1

I am looking for a way to extract GitHub repositories containing files with a certain code string. I can do manually using the GitHub search bar. For instance, if I'm looking for the usages of the library pymc3 I could look for it in the search bar and then click on Code

enter image description here

How does one do this programmatically?

I tried going over the GitHub Search API documentation. The Search Code functionality allows looking into code but that seems to only search based on an user, organization, or repository. The Search Repositories functionality only looks into the description, title and README.

Update 1:

While browsing this post, I believe I found the answer to identify some repositories that contain a code string.

If I write the following code -

url = "https://api.github.com/search/code?q=pymc3 +in:file"

headers = {
  'Authorization': 'Token xxxxxxxxxxxxxxxxx'
}

response = requests.request("GET", url, headers=headers)

print(response.text)

I get the following result -

"total_count":43642,"incomplete_results":false,"items":[{"name":"pymc3_stoch_vol ...

However, the result gives me a bunch of information such as the git URL, HTML URL and some of the repositories that contain this string. I need to find a way to extract all the repositories that contain this string.

Update 2:

I now understand that GitHub limits results to 100 per page and 1000 results overall.

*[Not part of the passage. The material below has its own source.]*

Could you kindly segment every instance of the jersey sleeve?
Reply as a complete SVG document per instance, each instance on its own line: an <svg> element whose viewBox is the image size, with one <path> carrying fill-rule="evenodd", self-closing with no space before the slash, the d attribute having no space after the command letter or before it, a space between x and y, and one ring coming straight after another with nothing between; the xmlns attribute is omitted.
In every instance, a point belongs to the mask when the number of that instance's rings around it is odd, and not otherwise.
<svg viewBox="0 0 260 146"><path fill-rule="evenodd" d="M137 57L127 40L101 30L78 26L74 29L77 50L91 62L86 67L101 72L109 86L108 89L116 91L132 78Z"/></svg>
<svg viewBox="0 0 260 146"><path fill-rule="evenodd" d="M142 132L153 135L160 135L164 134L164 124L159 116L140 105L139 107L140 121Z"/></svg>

The only question remains why I didn't find this information on GitHub Search API documentation? Please do let me know if my understanding or the linked answer is wrong.

desert_ranger
  • 1,096
  • 3
  • 13
  • 26
  • What about `/search/code`? See https://docs.github.com/en/rest/search?apiVersion=2022-11-28#search-code – Matt Dec 20 '22 at 00:09
  • I tried that, and I have explained the shortcomings of that :) – desert_ranger Dec 20 '22 at 00:11
  • I assumed you meant something different with *Search Code* since this API is not restricted to search based on user/org/repo as far as I know. Why does `/search/code?q=pymc3` not give you the output you need? – Matt Dec 20 '22 at 00:26
  • When I try `https://api.github.com/search/code?q=pymc3`, I get the following error - `Must include at least one user, organization, or repository` – desert_ranger Dec 20 '22 at 01:02
  • @Matt, I think I found a workaround the above problem. I have included the information inside update 1. – desert_ranger Dec 20 '22 at 19:05
  • 1
    It is written [here](https://docs.github.com/en/rest/search?apiVersion=2022-11-28#about-search) that *«[...] the GitHub REST API provides up to 1,000 results for each search.»* The aspect concerning pagination (only 100 results per page) can be found [here](https://docs.github.com/en/rest/guides/using-pagination-in-the-rest-api?apiVersion=2022-11-28). – Matt Dec 21 '22 at 00:47

1 Answers1

1

This kind of query should be addressed more by GraphQL API, but searching code is still not supported.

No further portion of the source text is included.